The destroyer completes a group of four based in the Mediterranean to provide Europe with a shield against attacks from ballistic missiles.

While the new ballistic missile defence (BMD) capability is primarily to deal with Iran, NATO chiefs have admitted it could be used against attacks from Islamic State (Isil) and Russia.

The ship’s arrival is also seen as an important recommitment of the US to its NATO allies in Europe.

Speaking to The Scotsman the captain of the Carney, Ken Pickard, said that it wad vital to renew the bonds of friendship between the US and European allies.

At a time when the new Labour leadership under Jeremy Corbyn is thought to want to quit NATO, Cdr Pickard provided a reminder of the importance of relationship for the US and Europe through NATO.

And as his ship, resplendent in bunting and flags, pulled into its home in Spain for the next five years, the port of Rota, he reminded his crew that they are “guests and ambassadors for the US” and to “treat your new home with respect.”

He also praised Faslane as “absolutely” important having visited there 15 years ago.

He added: “I received the best and most realistic training I have to date received there.”

He went on: “The word for it is beautiful.
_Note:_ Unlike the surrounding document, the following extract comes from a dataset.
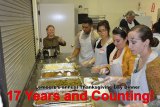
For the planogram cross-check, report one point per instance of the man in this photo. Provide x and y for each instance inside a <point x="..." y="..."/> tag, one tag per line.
<point x="129" y="21"/>
<point x="85" y="42"/>
<point x="52" y="40"/>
Its landscape, the people, the environment.”

The USS Carney joins the Porter, Ross and Donald Cook to complete phase one of the Aegis shield against ballistic and nuclear missiles.
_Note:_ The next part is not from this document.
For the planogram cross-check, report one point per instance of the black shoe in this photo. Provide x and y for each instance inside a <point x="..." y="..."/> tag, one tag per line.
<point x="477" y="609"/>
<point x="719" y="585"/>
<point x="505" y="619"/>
Bases in Poland and Romania will provide the next two stages.

At a welcoming ceremony enlivened by families of the crew who have moved over from the USA, Admiral Mark Ferguson, commander of the sixth fleet in Europe and Africa, said that the system had been put in place to deal with Iran but repeated comments made by senior civilian representative Robert Bell from NATO that Islamic State could also get ballistic capabilities.

He also acknowledged that the system could defend against an attack from Russia, but “it had not been designed for that.”
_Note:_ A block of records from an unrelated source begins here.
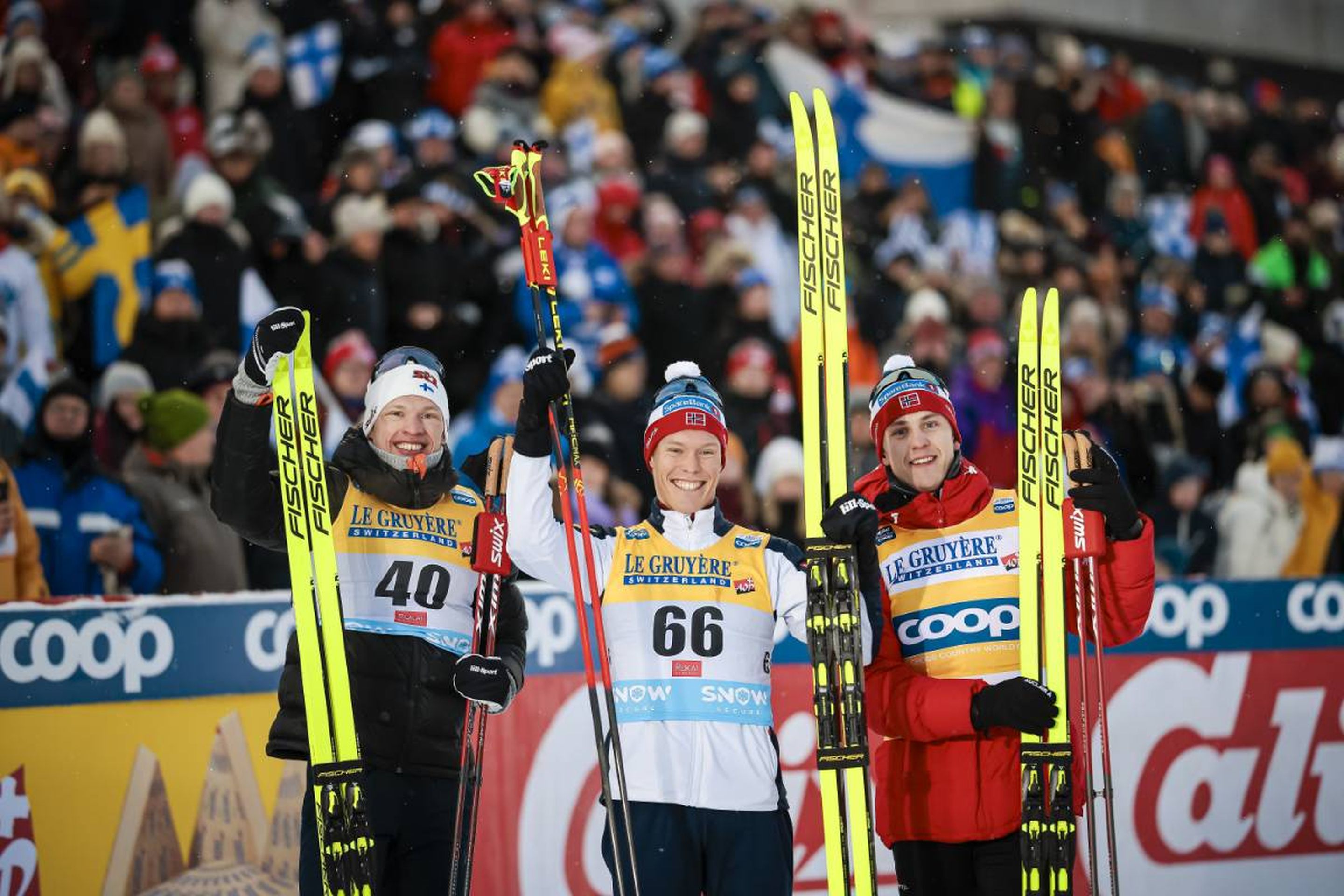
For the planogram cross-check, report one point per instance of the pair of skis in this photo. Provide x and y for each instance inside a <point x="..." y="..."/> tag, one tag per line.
<point x="1046" y="455"/>
<point x="490" y="558"/>
<point x="344" y="840"/>
<point x="518" y="189"/>
<point x="834" y="628"/>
He said that “7,000 tonnes of military capability” was a powerful symbol of the US’s commitment to Europe after concerns that it was focussing more in Asia.

The USS Carney, like her three sister ships, has the capability of waging war from deep sea to outer space with its state of the art kinetic missiles able to take out ballistic missiles.

Known by her 315 crew as “505 feet of fighting steel” the 19 year old ship named after a distinguished US admiral has been upgraded to become a multi weapons platform.

Her crew call themselves Carney Nation and she has a history of being one of the US’s best performing destroyers.